The invention discloses a fingerprint positioning method based on a long and short time memory network model and an access point selection strategy, and the method at least comprises the steps: S1, collecting indoor RSS signal data, and S3, completing the screening of access point data based on a preset judgment strategy. S4, carrying out localized extraction on the features of a fingerprint database by using a sliding window; and S5, training the updated fingerprint database by adopting a long-term and short-term memory network model to obtain a trained network model so as to realize indoor positioning. The access point selection strategy is adopted to reconstruct the database so as to simplify the scale of the database. Data selected and output by the AP is processed by utilizing a feature point extraction method so as to extract features with relatively large information amount; and the extracted features are input into the LSTM network model, so that the effect of enhancing the noise robustness while reducing the calculated amount is achieved, the positioning problem in an indoor complex environment is solved, and the influence on the positioning precision in a non-line-of-sight transmission background is reduced.

Description

technical field [0001] The invention belongs to the technical field of fingerprint positioning, and in particular relates to a fingerprint positioning method based on a long-short-term memory network model and an access point selection strategy.

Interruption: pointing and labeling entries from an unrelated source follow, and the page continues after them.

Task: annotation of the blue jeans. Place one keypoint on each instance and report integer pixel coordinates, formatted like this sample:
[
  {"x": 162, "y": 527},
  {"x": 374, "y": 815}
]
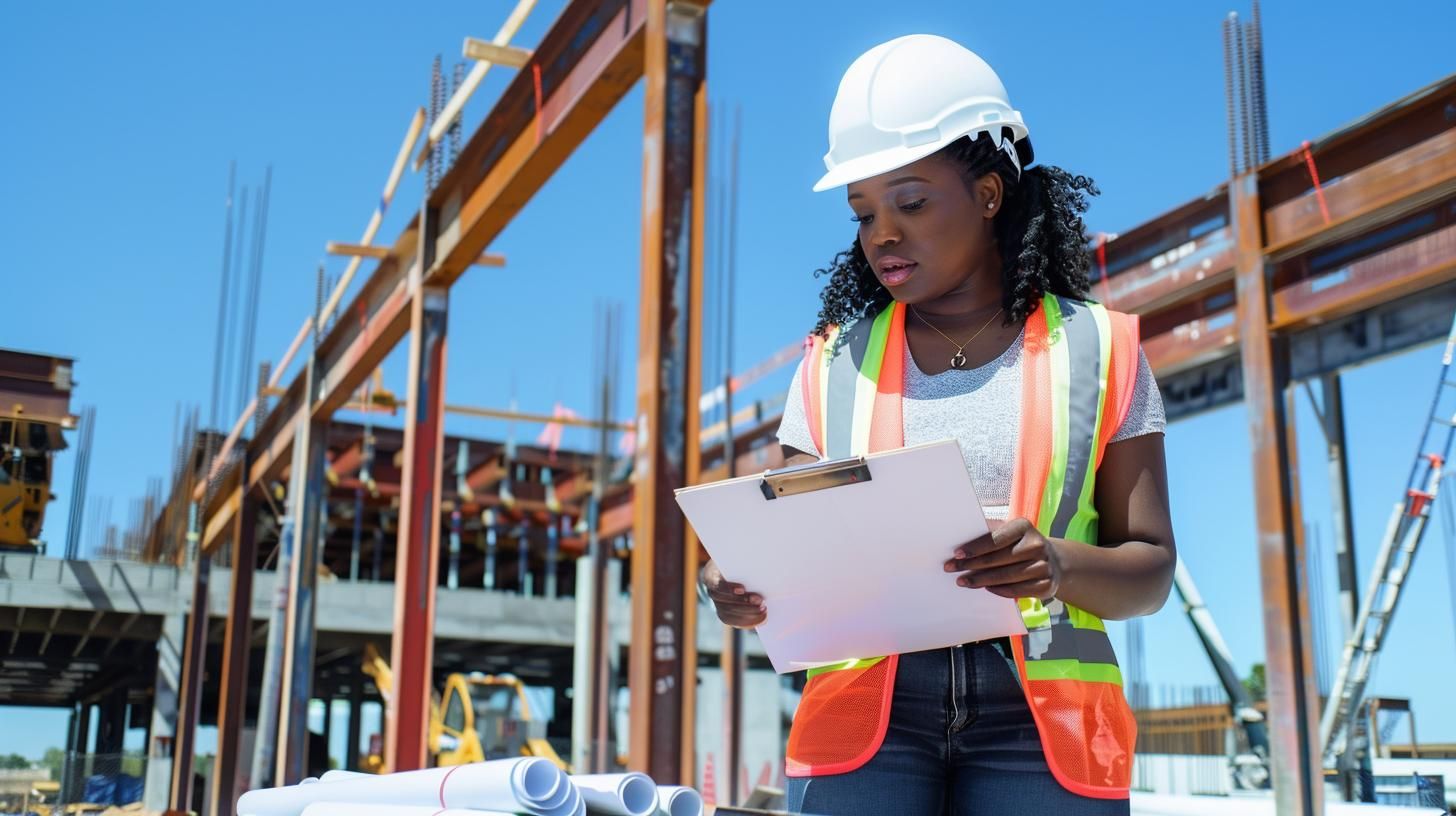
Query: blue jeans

Background technique [0002] With the widespread popularization and rapid development of wireless communication network technology, people's demand for positioning services has increased dramatically. According to different scenarios of needs, positioning services can be divided into outdoor positioning and indoor positioning. Outdoor positioning can use satellite high-precision wireless navigation and positioning system, but due to the influence of indoor complex environment and non-line-of-sight transmission, this method is not suitable for indoor positioning. Therefore, how to achieve accurate positioning in indoor environment has aroused extensive interest of researchers. Indoor positioning services and location-based applicati...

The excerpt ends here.